Jews of Ovruch, Ukraine
A photo catalog of the burials of this cemetery is available at the LINK
Ovruch is a city in the Zhytomyr region of Ukraine. It has been mentioned in chronicles since 977. The first information about the residence of Jews dates back to 1629. There is evidence that a wooden synagogue existed in the city. However, during the Khmelnytsky Uprising, the Jewish community was destroyed.
Further information about the Jews of Ovruch dates back to the 18th century. It is known that in the 1760s, local Jews owned 80 houses. In Ovruch, there were 607 Jews who paid the poll tax. Local Jews were under the jurisdiction of the Chernobyl kagal and the Chernobyl dynasty of the Tversky tzadiks.
By the 19th century, the village had its own Hasidic courtyard. Yosef Yitzhak Schneerson, a descendant of the Lubavitch rabbi Tsemach Tzedek, created it. After the death of his son Nokhum Dov Ber at the end of the 19th century, a separate Ovruch courtyard ceased to exist.
According to the data of 1847, there were 1.7 thousand Jews in the city. For half a century, their number has doubled and by the end of the 19th century, they accounted for 47% of the local population.
By the beginning of the 20th century, there were seven synagogues in Ovruch, an almshouse and two Jewish cemeteries. Jews controlled local trade. They owned all printing houses, lumberyards, mills, as well as taverns, photographic studios, 11 hotels, and one and a half hundred trading establishments.
The first pogroms in the city took place in 1917. They were arranged by deserters returning from the front. In 1918 the community suffered from the actions of the Petlurovtsy and Kotovtsy. At the same time, the peasants of the Pokalevsky volost created the Ovruch republic. Friedman was the deputy commissar of the republic, and the rebels proposed to the local Jews to create a fighting detachment. However, they didn't support the idea. The Bolsheviks were finally consolidated by 1920.
In the 1920s, there was a school in the city where instruction was conducted in Yiddish, and until the mid-1920s, there were branches of several Zionist organizations. According to the data of 1926, there were 3.4 thousand Jews in the settlement.

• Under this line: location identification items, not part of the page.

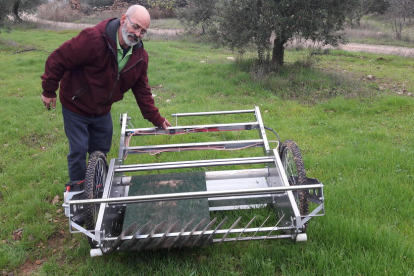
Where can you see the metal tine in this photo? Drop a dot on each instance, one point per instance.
(195, 229)
(274, 227)
(179, 235)
(260, 226)
(202, 233)
(133, 241)
(127, 232)
(234, 225)
(164, 237)
(241, 233)
(148, 239)
(215, 230)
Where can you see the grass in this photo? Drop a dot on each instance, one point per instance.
(377, 30)
(355, 134)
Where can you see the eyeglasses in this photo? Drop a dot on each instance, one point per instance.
(136, 27)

In 1939, 3.8 thousand Jews lived in the village, who accounted for more than 30% of the population. With the beginning of the war, some of the Ovruch Jews were mobilized, and some of them managed to evacuate. After the departure of the Red Army and before the arrival of the Nazis, the townspeople staged a pogrom. Ovruch was occupied on August 22, 1941. Already in September, the Nazis carried out the first executions of Jews. They created a ghetto in the city. According to various sources, the occupants killed from 0.5 to 1.5 thousand Jews.
In the postwar years, the number of Jews in the city decreased from 2.2 thousand in 1959 to 677 in 1989. As of 2014, there were 40 people in the local Jewish community.